Lipid production from biofilms of Marinobacter atlanticus in a fixed bed bioreactor.

Abstract

Background: Biotechnologies that utilize microorganisms as production hosts for lipid synthesis will enable an efficient and sustainable solution to produce lipids, decreasing reliance on traditional routes for production (either petrochemical or plant-derived) and supporting a circular bioeconomy. To realize this goal, continuous biomanufacturing processes must be developed to maximize productivity and minimize costs compared to traditional batch fermentation processes.

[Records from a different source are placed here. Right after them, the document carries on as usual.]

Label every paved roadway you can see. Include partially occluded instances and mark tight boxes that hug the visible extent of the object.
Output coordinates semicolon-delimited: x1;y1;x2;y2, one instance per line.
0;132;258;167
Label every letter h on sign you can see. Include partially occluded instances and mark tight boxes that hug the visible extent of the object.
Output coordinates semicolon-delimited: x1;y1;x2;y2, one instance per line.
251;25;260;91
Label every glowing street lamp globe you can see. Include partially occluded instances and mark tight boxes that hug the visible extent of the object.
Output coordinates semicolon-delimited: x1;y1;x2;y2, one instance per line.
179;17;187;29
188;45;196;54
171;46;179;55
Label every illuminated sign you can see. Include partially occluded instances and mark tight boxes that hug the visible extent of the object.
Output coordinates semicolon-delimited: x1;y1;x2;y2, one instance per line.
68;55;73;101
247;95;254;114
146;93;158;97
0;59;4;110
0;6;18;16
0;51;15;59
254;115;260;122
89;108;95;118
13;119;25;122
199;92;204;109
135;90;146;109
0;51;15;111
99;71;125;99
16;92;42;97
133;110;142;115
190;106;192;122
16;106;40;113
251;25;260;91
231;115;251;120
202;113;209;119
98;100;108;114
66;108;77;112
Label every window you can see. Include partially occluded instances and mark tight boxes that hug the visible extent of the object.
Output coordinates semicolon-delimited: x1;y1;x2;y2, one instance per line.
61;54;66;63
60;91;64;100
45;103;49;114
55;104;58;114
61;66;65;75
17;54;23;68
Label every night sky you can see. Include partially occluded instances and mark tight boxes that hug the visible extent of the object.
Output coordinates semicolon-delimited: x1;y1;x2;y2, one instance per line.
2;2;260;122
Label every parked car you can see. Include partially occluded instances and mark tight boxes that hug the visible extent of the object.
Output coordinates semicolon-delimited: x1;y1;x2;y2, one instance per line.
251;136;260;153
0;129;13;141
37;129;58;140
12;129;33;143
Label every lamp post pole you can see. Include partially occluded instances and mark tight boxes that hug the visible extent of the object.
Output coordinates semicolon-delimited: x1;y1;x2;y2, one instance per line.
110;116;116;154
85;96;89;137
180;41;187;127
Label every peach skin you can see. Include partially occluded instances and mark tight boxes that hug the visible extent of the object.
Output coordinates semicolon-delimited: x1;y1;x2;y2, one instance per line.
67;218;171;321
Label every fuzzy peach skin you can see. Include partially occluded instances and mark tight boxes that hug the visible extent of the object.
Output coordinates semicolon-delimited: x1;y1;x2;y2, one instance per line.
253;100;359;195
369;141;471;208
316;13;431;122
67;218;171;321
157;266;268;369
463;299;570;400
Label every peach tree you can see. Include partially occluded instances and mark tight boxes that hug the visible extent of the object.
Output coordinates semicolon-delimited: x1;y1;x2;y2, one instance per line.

Results: Here, we utilized biofilms of the marine bacterium, Marinobacter atlanticus, to produce wax esters from succinate (i.e., a non-sugar feedstock) to determine its potential to serve as a production chassis in a continuous flow, biofilm-based biomanufacturing process. To accomplish this, we evaluated growth as a function of protein concentration and wax ester production from M. atlanticus biofilms in a continuously operated 3-D printed fixed bed bioreactor. We determined that exposing M. atlanticus biofilms to alternating nitrogen-rich (1.8 mM NH₄⁺) and nitrogen-poor (0 mM NH₄⁺) conditions in the bioreactor resulted in wax ester production (26 ± 5 mg/L, normalized to reactor volume) at a similar concentration to what is observed from planktonic M. atlanticus cells grown in shake flasks previously in our lab (ca. 25 mg/L cell culture). The wax ester profile was predominated by multiple compounds with 32 carbon chain length (C₃₂; 50-60% of the total). Biomass production in the reactor was positively correlated with dilution rate, as indicated by protein concentration (maximum of 1380 ± 110 mg/L at 0.4 min^-1 dilution rate) and oxygen uptake rate (maximum of 4 mmol O₂/L/h at 0.4 min^-1 dilution rate) measurements at different flow rates. Further, we determined the baseline succinate consumption rate for M. atlanticus biofilms to be 0.16 ± 0.03 mmol/L/h, which indicated that oxygen is the limiting reactant in the process.

Conclusion: The results presented here are the first step toward demonstrating that M. atlanticus biofilms can be used as the basis for development of a continuous flow wax ester biomanufacturing process from non-sugar feedstocks, which will further enable sustainable lipid production in a future circular bioeconomy.